The environment file

Global app configuration variables are stored in this file in the root of this repository. The file is a Bash script, intended to be sourced in the shell by running source environment. Some of these environment variables are made available to the deployed AWS Lambda functions and to the Terraform scripts via the EXPORT_* lists at the bottom of the file.

dcpquery/_config.py

Python runtime app configuration is centralized in this file. Some of the config values are imported from the environment. In Python, the instance of the dcpquery._config.DCPQueryConfig class is available as dcpquery.config.

Configuring logging

Python logging configuration is centralized in dcpquery.config.configure_logging(). Call this method from any entry point that loads dcpquery.

Logging verbosity is controlled through the DCPQUERY_DEBUG environment variable, set in the environment file:

  • Set DCPQUERY_DEBUG=0 to disable debugging and set the app log level to ERROR.
  • Set DCPQUERY_DEBUG=1 to change the log level to INFO and cause stack traces to appear in error responses.
  • Set DCPQUERY_DEBUG=2 to change the log level to DEBUG and cause stack traces to appear in error responses.

AWS Secrets Manager

Several configuration items, including database credentials, are saved by Terraform in the AWS Secrets Manager, and accessed by the Python app from there.

Updating the requirements

Runtime Python dependencies for the Query Service app are listed in requirements.txt.in. Test/development Python dependencies are listed in requirements-dev.txt.in. These files are compiled into pip freeze output files, which are stored in requirements.txt and requirements-dev.txt, respectively.

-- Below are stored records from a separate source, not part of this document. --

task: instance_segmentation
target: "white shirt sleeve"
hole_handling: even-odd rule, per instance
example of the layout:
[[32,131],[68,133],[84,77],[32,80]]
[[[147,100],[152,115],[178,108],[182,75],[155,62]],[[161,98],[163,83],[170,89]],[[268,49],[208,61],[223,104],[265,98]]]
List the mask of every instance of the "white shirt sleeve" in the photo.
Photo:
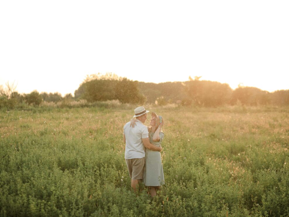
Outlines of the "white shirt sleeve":
[[148,138],[148,131],[147,127],[143,128],[141,130],[141,138]]

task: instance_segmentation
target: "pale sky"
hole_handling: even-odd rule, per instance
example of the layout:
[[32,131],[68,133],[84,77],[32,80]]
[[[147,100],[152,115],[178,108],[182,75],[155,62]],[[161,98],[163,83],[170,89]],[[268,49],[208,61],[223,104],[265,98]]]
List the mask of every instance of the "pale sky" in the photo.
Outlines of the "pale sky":
[[110,72],[288,89],[288,1],[1,1],[0,85],[64,96]]

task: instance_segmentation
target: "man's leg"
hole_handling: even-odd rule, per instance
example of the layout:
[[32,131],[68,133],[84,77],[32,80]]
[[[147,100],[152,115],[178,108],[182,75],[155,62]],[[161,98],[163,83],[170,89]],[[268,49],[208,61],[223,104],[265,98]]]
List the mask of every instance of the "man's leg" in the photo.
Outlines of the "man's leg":
[[138,179],[131,179],[131,187],[134,189],[135,192],[136,192],[138,185]]
[[144,166],[144,157],[133,159],[133,171],[131,186],[135,192],[136,192],[140,182],[142,181]]

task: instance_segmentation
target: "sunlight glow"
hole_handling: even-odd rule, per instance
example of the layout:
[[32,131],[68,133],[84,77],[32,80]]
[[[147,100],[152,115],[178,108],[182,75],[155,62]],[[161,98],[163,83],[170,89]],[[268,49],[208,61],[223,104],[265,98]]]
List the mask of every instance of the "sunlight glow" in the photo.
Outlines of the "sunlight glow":
[[73,94],[86,75],[289,89],[286,1],[0,2],[0,85]]

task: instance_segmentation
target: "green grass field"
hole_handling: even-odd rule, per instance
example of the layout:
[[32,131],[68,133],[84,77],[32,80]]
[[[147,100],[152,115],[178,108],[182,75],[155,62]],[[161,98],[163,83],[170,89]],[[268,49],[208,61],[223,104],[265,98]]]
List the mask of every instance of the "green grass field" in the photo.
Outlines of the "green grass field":
[[152,200],[124,159],[134,106],[0,112],[1,215],[289,215],[289,108],[146,108],[165,123]]

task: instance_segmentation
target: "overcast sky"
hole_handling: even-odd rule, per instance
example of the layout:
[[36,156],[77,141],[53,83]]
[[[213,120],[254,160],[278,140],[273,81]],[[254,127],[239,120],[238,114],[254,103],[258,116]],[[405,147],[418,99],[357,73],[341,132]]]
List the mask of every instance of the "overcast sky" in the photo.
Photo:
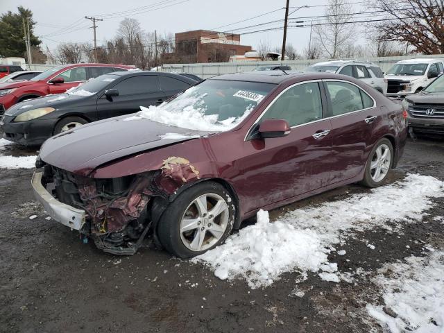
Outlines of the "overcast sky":
[[[169,6],[156,10],[153,10],[153,8],[146,8],[144,10],[151,11],[139,14],[128,12],[160,2],[163,4],[157,5],[157,8]],[[138,19],[142,28],[147,32],[156,29],[160,33],[174,33],[189,30],[212,30],[277,10],[275,12],[254,19],[215,29],[230,32],[232,29],[282,19],[284,11],[279,9],[284,7],[285,2],[285,0],[0,0],[0,12],[8,10],[16,12],[18,6],[31,9],[37,24],[35,33],[41,37],[44,49],[47,45],[53,50],[61,42],[92,41],[92,29],[88,28],[92,22],[85,19],[85,15],[103,18],[103,22],[97,24],[97,40],[100,45],[102,42],[115,35],[119,22],[126,17]],[[290,11],[302,6],[311,6],[298,10],[291,17],[324,15],[325,7],[319,5],[325,3],[327,0],[290,1],[290,6],[293,7]],[[354,6],[357,11],[362,9],[361,7],[356,7],[359,5]],[[126,12],[114,15],[117,17],[102,16],[125,11]],[[311,19],[305,19],[306,24],[309,25]],[[257,31],[282,25],[282,22],[276,22],[248,30]],[[64,28],[65,30],[60,30]],[[302,53],[308,45],[309,33],[309,26],[289,29],[287,42],[291,43],[298,53]],[[274,47],[282,46],[282,30],[266,31],[241,35],[241,44],[251,45],[255,49],[261,40],[264,40]]]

To update the requirements files for the application, edit the *.in files and run make refresh-all-requirements, then commit all the requirements* file changes to version control.

Loading Test Data

To load a test dataset into the Query Service for experimenting, run make load-test-data. This script fetches and loads a small (<10 MB) set of HCA production metadata.

Deployment

The Query Service requires AWS to deploy. It uses several AWS services, including Lambda, S3, API Gateway, SQS, ACM, and Route53. To set up the deployment, first ensure that your AWS credentials are configured by installing the AWS CLI and running aws configure or setting the AWS environment variables.

The Query Service uses Terraform to manage the deployment process. Before deploying, edit the environment file to set essential variables to control the deployment:

  • STAGE - Application deployment stage (such as dev, staging or production)
  • APP_NAME - The name that the query service will use to refer to itself
  • API_DOMAIN_NAME - The domain name that the query service will register for itself using Route 53 and API Gateway. Before continuing, ensure that a certificate for this domain name is available (in VERIFIED state) in the AWS Certificate Manager.
  • API_DNS_ZONE - The name of a Route 53 zone that must be present in your AWS account, with a registered domain pointing to it. You can set up both at https://console.aws.amazon.com/route53/.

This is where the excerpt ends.